• Ana Carla Santiago

Guillain Barré: dormência ou formigamento são os sintomas iniciais da síndrome



A Síndrome de Guillain Barré é um conjunto de sintomas que decorrem da inflamação de nervos e raízes nervosas (tanto motoras, quanto sensitivas) e autonômicas (responsáveis pelo controle da pressão arterial e da frequência cardíaca). Os primeiros sinais se iniciam pelas queixas de sensibilidade alterada, ou seja, dormência ou formigamento nos pés que progride de forma bastante rápida para braços e pernas. Isso significa que a doença tem evolução aguda, ascendente e, na maior parte dos casos, simétrica.

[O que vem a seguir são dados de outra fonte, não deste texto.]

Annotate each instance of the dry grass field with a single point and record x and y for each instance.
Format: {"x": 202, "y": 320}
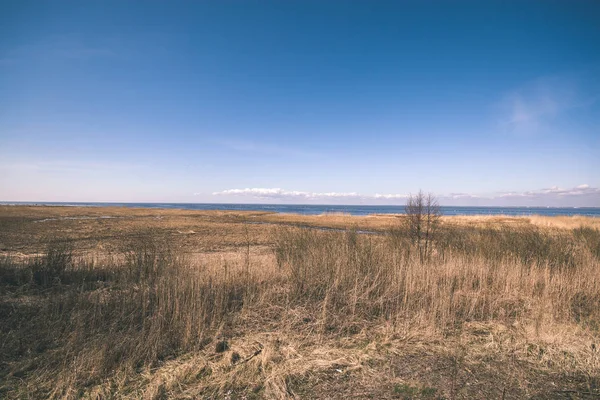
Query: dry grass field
{"x": 149, "y": 303}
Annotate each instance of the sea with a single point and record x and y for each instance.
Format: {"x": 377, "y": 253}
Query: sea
{"x": 314, "y": 209}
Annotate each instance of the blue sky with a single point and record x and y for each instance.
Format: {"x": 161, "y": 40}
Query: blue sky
{"x": 494, "y": 103}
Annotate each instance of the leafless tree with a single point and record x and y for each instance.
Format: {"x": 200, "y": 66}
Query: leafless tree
{"x": 422, "y": 218}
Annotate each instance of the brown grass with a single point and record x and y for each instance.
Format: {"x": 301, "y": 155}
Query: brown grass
{"x": 502, "y": 310}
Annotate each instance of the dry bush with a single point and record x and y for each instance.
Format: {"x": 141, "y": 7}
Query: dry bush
{"x": 485, "y": 275}
{"x": 137, "y": 325}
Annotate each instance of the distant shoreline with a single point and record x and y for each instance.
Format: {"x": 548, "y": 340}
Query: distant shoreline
{"x": 317, "y": 209}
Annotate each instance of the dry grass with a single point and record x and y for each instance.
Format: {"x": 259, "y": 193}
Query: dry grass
{"x": 502, "y": 310}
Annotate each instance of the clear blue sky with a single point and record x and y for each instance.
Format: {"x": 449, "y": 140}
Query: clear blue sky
{"x": 300, "y": 101}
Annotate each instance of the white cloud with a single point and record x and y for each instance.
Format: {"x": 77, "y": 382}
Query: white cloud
{"x": 277, "y": 193}
{"x": 552, "y": 196}
{"x": 533, "y": 106}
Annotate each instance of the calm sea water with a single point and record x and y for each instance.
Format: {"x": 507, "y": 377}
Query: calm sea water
{"x": 349, "y": 209}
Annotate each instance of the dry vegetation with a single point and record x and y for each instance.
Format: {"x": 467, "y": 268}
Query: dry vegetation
{"x": 176, "y": 304}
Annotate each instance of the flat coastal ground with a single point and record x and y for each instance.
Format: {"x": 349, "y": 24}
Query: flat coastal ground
{"x": 26, "y": 230}
{"x": 283, "y": 345}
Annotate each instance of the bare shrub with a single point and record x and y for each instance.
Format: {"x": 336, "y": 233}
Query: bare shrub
{"x": 422, "y": 219}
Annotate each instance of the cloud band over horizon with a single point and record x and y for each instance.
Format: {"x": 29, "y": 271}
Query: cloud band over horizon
{"x": 581, "y": 195}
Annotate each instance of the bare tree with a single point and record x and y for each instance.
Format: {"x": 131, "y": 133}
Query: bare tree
{"x": 422, "y": 219}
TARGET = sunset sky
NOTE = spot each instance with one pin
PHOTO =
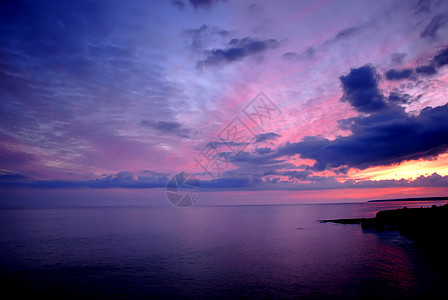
(120, 96)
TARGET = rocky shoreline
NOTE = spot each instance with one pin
(428, 227)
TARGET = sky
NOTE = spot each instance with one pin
(296, 100)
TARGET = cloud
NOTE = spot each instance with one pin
(202, 3)
(237, 50)
(361, 90)
(122, 179)
(385, 137)
(394, 74)
(395, 97)
(270, 136)
(262, 151)
(426, 70)
(196, 4)
(437, 22)
(172, 127)
(441, 58)
(397, 58)
(179, 4)
(346, 33)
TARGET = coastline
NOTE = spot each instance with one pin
(426, 226)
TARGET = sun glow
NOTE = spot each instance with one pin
(407, 170)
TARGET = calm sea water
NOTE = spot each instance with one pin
(211, 252)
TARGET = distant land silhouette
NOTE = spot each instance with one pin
(426, 226)
(412, 199)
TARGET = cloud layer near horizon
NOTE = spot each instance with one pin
(95, 94)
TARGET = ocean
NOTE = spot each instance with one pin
(211, 252)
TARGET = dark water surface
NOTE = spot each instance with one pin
(210, 252)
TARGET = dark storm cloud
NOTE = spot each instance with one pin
(387, 136)
(237, 50)
(361, 90)
(437, 22)
(394, 74)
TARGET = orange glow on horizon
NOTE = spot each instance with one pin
(409, 170)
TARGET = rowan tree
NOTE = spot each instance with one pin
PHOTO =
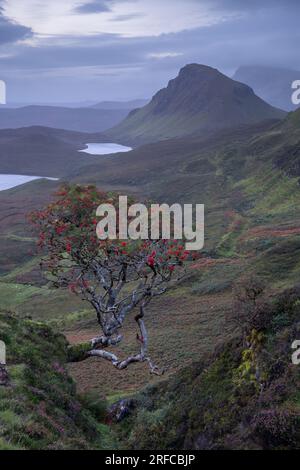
(114, 276)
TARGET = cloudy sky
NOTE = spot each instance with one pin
(61, 51)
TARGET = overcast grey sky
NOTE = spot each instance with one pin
(78, 50)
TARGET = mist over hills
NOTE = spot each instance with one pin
(128, 105)
(91, 119)
(199, 100)
(272, 84)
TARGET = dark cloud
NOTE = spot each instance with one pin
(112, 67)
(10, 31)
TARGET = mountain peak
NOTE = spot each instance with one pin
(199, 100)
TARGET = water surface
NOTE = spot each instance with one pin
(11, 181)
(104, 148)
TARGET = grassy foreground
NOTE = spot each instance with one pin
(39, 409)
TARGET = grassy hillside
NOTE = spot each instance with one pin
(252, 226)
(39, 408)
(221, 403)
(198, 101)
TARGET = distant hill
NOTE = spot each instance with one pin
(41, 151)
(75, 119)
(200, 100)
(128, 105)
(270, 83)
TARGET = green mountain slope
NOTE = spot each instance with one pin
(199, 100)
(39, 408)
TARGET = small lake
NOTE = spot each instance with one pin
(105, 149)
(11, 181)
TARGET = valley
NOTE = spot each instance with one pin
(247, 174)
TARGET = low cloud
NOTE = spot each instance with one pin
(10, 31)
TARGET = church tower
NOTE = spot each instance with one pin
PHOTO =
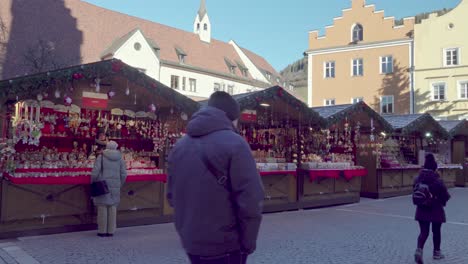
(202, 25)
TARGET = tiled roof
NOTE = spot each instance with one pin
(84, 30)
(327, 111)
(401, 121)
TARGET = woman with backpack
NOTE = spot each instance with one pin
(431, 210)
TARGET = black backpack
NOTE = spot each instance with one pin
(422, 195)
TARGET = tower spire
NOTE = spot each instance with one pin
(202, 10)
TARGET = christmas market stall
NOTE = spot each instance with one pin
(458, 130)
(402, 154)
(342, 159)
(56, 124)
(272, 121)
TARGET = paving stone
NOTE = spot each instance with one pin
(373, 231)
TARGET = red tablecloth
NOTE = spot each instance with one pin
(347, 174)
(85, 179)
(268, 173)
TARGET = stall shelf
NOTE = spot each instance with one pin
(458, 130)
(354, 131)
(271, 122)
(412, 134)
(53, 121)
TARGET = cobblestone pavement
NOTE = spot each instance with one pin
(373, 231)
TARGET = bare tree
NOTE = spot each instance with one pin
(42, 56)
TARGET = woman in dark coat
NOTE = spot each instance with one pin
(434, 214)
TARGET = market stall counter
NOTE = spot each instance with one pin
(328, 184)
(58, 127)
(271, 123)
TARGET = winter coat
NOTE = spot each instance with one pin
(114, 173)
(436, 212)
(208, 223)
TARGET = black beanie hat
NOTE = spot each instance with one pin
(430, 163)
(225, 102)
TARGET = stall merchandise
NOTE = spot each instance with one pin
(340, 157)
(458, 147)
(271, 123)
(57, 124)
(402, 154)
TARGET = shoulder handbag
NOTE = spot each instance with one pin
(99, 188)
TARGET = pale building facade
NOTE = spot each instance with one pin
(441, 64)
(363, 56)
(193, 63)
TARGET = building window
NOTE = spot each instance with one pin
(357, 100)
(452, 57)
(329, 102)
(386, 64)
(463, 87)
(438, 91)
(230, 89)
(387, 104)
(329, 69)
(217, 87)
(358, 67)
(174, 82)
(358, 33)
(193, 85)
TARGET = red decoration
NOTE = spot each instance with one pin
(67, 100)
(78, 76)
(117, 66)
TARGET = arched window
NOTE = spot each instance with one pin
(358, 33)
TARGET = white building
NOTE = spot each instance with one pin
(193, 63)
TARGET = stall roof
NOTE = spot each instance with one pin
(23, 87)
(254, 99)
(337, 113)
(416, 124)
(455, 127)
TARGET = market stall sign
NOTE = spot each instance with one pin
(249, 116)
(95, 100)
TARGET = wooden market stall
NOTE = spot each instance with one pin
(272, 121)
(345, 155)
(54, 122)
(458, 130)
(402, 154)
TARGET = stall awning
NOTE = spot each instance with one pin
(113, 71)
(455, 127)
(282, 102)
(416, 124)
(353, 112)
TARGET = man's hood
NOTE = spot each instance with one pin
(112, 154)
(208, 120)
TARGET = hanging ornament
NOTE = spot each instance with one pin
(67, 100)
(127, 90)
(152, 108)
(97, 82)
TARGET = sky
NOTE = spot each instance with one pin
(276, 30)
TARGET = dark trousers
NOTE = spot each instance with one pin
(231, 258)
(424, 234)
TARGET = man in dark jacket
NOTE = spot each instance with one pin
(435, 213)
(217, 223)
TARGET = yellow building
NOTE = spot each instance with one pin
(362, 56)
(441, 64)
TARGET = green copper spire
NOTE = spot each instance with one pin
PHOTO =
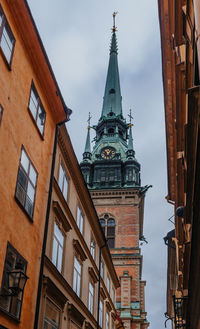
(130, 153)
(112, 102)
(87, 152)
(87, 144)
(130, 139)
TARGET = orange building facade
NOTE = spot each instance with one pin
(79, 279)
(30, 107)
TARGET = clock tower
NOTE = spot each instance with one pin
(112, 174)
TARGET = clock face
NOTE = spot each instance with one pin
(108, 153)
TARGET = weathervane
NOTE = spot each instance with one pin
(89, 118)
(130, 116)
(114, 27)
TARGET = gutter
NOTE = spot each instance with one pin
(39, 290)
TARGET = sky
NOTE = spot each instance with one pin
(76, 35)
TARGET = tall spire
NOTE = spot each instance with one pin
(130, 152)
(87, 152)
(112, 102)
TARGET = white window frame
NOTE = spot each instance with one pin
(108, 283)
(101, 313)
(36, 108)
(58, 247)
(92, 248)
(26, 183)
(7, 40)
(63, 181)
(102, 269)
(91, 298)
(80, 219)
(113, 295)
(77, 276)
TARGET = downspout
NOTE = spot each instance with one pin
(99, 283)
(37, 308)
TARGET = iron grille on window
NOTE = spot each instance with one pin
(179, 312)
(11, 304)
(36, 108)
(7, 40)
(26, 184)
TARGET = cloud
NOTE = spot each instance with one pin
(76, 35)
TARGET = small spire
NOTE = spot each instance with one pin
(112, 94)
(130, 152)
(114, 29)
(113, 46)
(130, 117)
(130, 138)
(89, 118)
(87, 152)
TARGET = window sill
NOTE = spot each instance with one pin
(23, 209)
(9, 315)
(35, 124)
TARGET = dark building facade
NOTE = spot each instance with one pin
(180, 30)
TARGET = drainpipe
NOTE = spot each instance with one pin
(37, 308)
(99, 283)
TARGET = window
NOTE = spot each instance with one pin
(108, 226)
(63, 181)
(113, 295)
(102, 269)
(26, 184)
(77, 277)
(1, 113)
(7, 40)
(103, 176)
(80, 219)
(107, 320)
(92, 248)
(130, 175)
(52, 316)
(37, 109)
(58, 244)
(108, 284)
(11, 304)
(101, 313)
(91, 297)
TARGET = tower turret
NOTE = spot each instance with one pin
(112, 174)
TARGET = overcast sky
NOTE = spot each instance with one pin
(76, 35)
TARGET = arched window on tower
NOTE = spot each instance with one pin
(111, 131)
(108, 226)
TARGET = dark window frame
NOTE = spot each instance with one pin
(1, 113)
(5, 25)
(110, 236)
(19, 201)
(38, 106)
(4, 287)
(65, 177)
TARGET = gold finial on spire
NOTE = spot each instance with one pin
(114, 29)
(130, 117)
(89, 118)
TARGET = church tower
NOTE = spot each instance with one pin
(112, 174)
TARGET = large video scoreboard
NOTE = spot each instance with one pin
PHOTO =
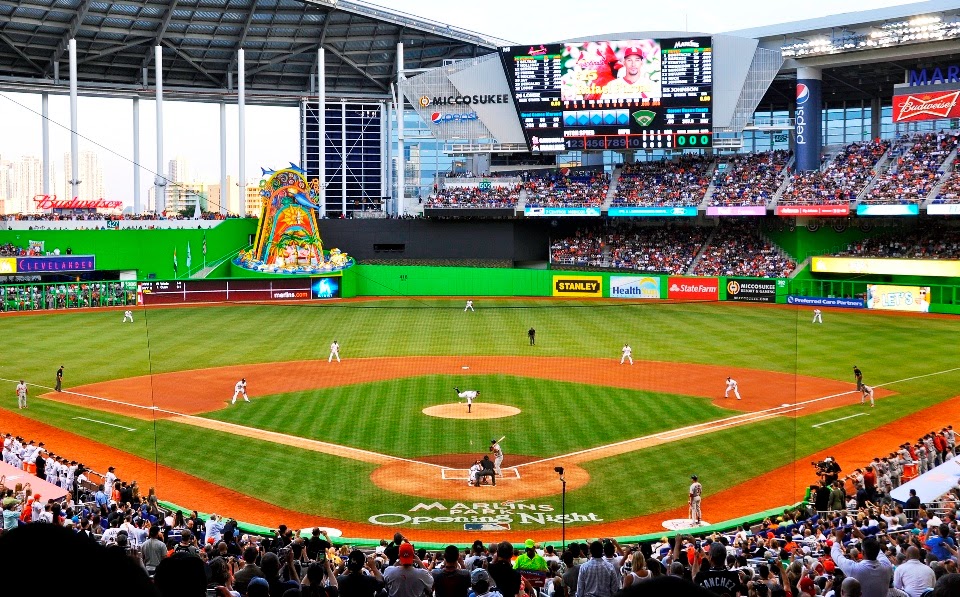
(623, 94)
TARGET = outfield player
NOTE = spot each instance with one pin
(497, 456)
(865, 392)
(334, 351)
(732, 387)
(240, 390)
(468, 395)
(22, 394)
(696, 490)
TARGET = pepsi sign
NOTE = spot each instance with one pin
(438, 118)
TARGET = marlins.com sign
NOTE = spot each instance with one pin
(577, 286)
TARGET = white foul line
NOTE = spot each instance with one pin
(104, 423)
(836, 420)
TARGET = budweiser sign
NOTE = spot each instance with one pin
(51, 202)
(926, 106)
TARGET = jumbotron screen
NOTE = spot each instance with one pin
(620, 94)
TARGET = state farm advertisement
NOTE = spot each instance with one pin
(813, 210)
(703, 289)
(926, 106)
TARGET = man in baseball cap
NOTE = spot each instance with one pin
(403, 580)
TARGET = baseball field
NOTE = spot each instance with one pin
(349, 445)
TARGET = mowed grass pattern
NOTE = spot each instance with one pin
(556, 418)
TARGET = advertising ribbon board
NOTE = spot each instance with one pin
(825, 301)
(573, 285)
(898, 298)
(704, 289)
(643, 287)
(752, 290)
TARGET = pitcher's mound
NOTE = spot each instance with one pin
(480, 410)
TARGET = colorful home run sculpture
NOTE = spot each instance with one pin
(288, 239)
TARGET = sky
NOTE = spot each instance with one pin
(191, 130)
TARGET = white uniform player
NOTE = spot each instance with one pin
(497, 456)
(866, 391)
(21, 394)
(334, 351)
(732, 387)
(696, 490)
(468, 395)
(240, 390)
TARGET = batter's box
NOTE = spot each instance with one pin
(463, 474)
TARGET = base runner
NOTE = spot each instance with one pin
(696, 490)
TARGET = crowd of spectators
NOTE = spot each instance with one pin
(841, 181)
(848, 539)
(915, 169)
(666, 183)
(749, 179)
(475, 198)
(585, 247)
(738, 249)
(553, 188)
(928, 242)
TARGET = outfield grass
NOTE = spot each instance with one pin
(386, 416)
(95, 346)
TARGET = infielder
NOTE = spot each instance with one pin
(866, 391)
(696, 490)
(22, 394)
(497, 455)
(334, 351)
(732, 386)
(468, 395)
(240, 390)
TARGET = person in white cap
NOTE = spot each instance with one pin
(696, 491)
(22, 394)
(240, 390)
(732, 387)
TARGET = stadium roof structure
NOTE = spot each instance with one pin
(200, 40)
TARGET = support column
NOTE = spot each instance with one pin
(74, 137)
(160, 181)
(224, 189)
(322, 128)
(807, 128)
(242, 114)
(137, 208)
(45, 111)
(401, 165)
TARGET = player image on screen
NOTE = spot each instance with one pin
(622, 70)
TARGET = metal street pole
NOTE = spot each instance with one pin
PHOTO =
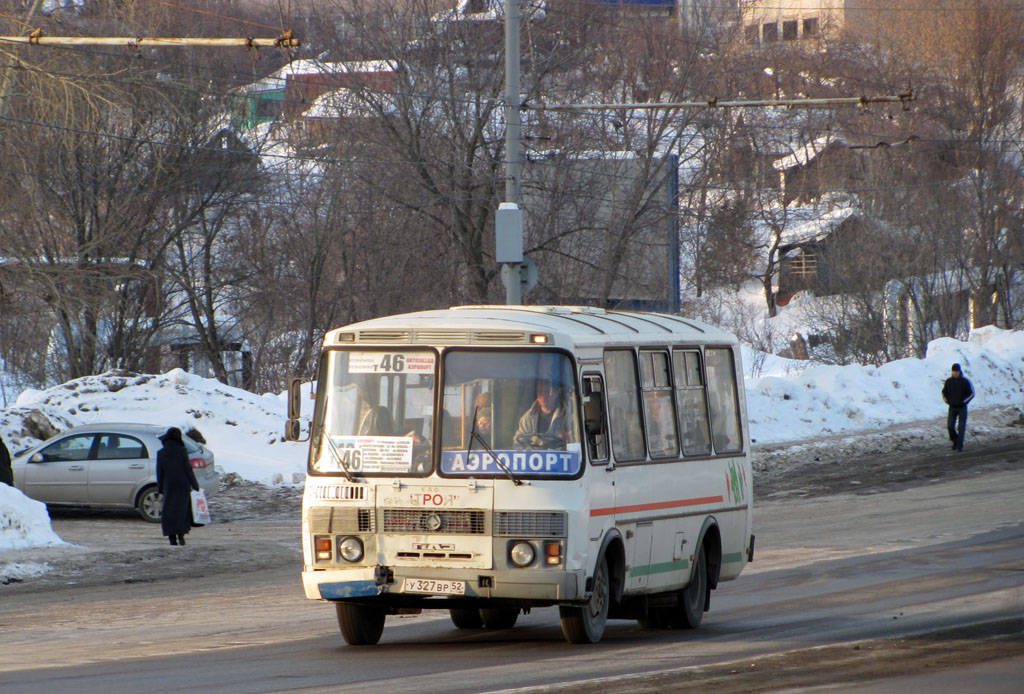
(509, 224)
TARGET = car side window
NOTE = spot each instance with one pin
(69, 449)
(120, 446)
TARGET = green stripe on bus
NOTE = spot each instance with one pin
(663, 567)
(679, 565)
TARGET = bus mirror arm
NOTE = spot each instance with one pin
(593, 417)
(293, 431)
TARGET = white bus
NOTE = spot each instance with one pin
(488, 460)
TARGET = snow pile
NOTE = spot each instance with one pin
(245, 431)
(793, 401)
(24, 523)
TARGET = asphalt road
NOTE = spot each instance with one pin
(921, 580)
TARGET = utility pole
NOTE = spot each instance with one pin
(5, 83)
(508, 219)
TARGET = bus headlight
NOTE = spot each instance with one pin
(521, 554)
(350, 549)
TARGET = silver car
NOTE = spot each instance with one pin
(105, 466)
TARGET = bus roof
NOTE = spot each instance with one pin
(498, 326)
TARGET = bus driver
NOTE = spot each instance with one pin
(548, 422)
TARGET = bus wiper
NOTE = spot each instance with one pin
(337, 457)
(474, 435)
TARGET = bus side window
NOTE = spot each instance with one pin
(692, 402)
(725, 425)
(658, 410)
(595, 425)
(624, 404)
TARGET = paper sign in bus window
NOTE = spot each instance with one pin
(391, 362)
(375, 453)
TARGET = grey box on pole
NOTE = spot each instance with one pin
(508, 233)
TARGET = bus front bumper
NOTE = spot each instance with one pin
(541, 587)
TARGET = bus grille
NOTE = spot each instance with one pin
(326, 519)
(529, 523)
(434, 522)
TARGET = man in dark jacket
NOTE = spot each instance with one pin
(6, 474)
(175, 480)
(957, 391)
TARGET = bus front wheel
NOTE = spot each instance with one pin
(585, 624)
(360, 624)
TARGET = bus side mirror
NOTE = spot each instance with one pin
(293, 430)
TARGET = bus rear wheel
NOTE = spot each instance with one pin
(360, 624)
(585, 624)
(499, 618)
(694, 596)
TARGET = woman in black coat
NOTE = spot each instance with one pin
(175, 480)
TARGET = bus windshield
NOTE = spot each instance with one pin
(375, 416)
(509, 411)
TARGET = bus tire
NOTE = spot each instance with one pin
(464, 617)
(694, 596)
(585, 624)
(500, 617)
(360, 624)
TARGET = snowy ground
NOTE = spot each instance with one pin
(793, 406)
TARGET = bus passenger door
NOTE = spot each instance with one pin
(601, 476)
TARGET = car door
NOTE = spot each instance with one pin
(121, 465)
(58, 473)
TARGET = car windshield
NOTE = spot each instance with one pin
(375, 416)
(511, 413)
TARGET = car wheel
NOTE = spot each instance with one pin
(150, 505)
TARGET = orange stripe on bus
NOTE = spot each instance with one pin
(656, 507)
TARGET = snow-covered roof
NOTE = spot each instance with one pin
(278, 79)
(805, 154)
(487, 10)
(345, 102)
(816, 228)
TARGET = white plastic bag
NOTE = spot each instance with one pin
(201, 512)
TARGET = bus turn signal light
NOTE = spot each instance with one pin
(322, 546)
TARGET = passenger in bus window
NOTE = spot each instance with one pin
(484, 421)
(547, 424)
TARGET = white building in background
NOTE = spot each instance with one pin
(767, 22)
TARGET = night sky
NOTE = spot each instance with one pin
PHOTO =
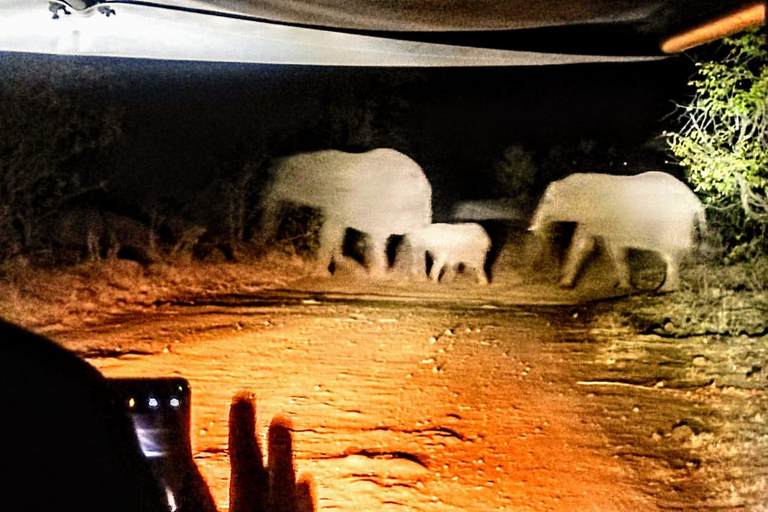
(187, 125)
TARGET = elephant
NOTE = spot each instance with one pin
(380, 193)
(652, 211)
(450, 245)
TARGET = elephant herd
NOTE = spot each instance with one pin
(383, 192)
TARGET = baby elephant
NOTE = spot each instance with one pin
(450, 245)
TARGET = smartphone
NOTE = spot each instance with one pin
(160, 411)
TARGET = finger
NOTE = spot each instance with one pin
(305, 496)
(249, 481)
(282, 474)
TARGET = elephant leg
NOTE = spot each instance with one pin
(619, 257)
(418, 262)
(438, 262)
(379, 263)
(482, 278)
(672, 279)
(581, 247)
(331, 238)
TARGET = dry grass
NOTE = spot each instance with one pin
(46, 299)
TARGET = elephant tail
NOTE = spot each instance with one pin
(700, 220)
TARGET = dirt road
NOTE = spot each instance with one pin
(401, 404)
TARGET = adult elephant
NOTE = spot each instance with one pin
(380, 193)
(651, 211)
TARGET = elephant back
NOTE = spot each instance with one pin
(381, 190)
(648, 210)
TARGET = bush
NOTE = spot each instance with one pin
(722, 142)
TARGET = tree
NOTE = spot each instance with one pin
(42, 133)
(722, 142)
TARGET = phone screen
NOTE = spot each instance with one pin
(160, 411)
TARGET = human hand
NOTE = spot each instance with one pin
(253, 485)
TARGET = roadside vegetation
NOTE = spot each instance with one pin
(708, 342)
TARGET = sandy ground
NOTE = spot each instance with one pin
(419, 397)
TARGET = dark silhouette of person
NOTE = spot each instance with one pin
(66, 444)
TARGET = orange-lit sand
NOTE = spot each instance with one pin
(396, 405)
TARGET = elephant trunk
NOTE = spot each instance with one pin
(270, 221)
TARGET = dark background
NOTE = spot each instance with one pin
(189, 128)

De acordo com o neurologista Eduardo Melo, que atua no Hospital das Clínicas (UFPE) e no Hospital Universitário Oswaldo Cruz (UPE), geralmente a doença compromete a força muscular e, em casos mais graves, afeta a musculatura respiratória e oscilações importantes da pressão arterial e da frequência cardíaca.


Ainda conforme explicação do especialista, a Síndrome de Guillain Barré pode ocorrer após processos infecciosos bacterianos e virais (tanto respiratórios, quanto gastrointestinais) e também após a administração de vacinas, apesar de serem poucos os casos. “Os agentes infecciosos mais descritos são: Campilobacter jejuni, Haemophilus influenzae, Mycoplasma pneumoniae, Citomegalovírus, Epstein Bar e, mais recentemente, o Zika vírus. Apesar do acometimento da Síndrome após vacinas, essas não devem ser desencorajadas, já que essa complicação é muito rara”, esclarece.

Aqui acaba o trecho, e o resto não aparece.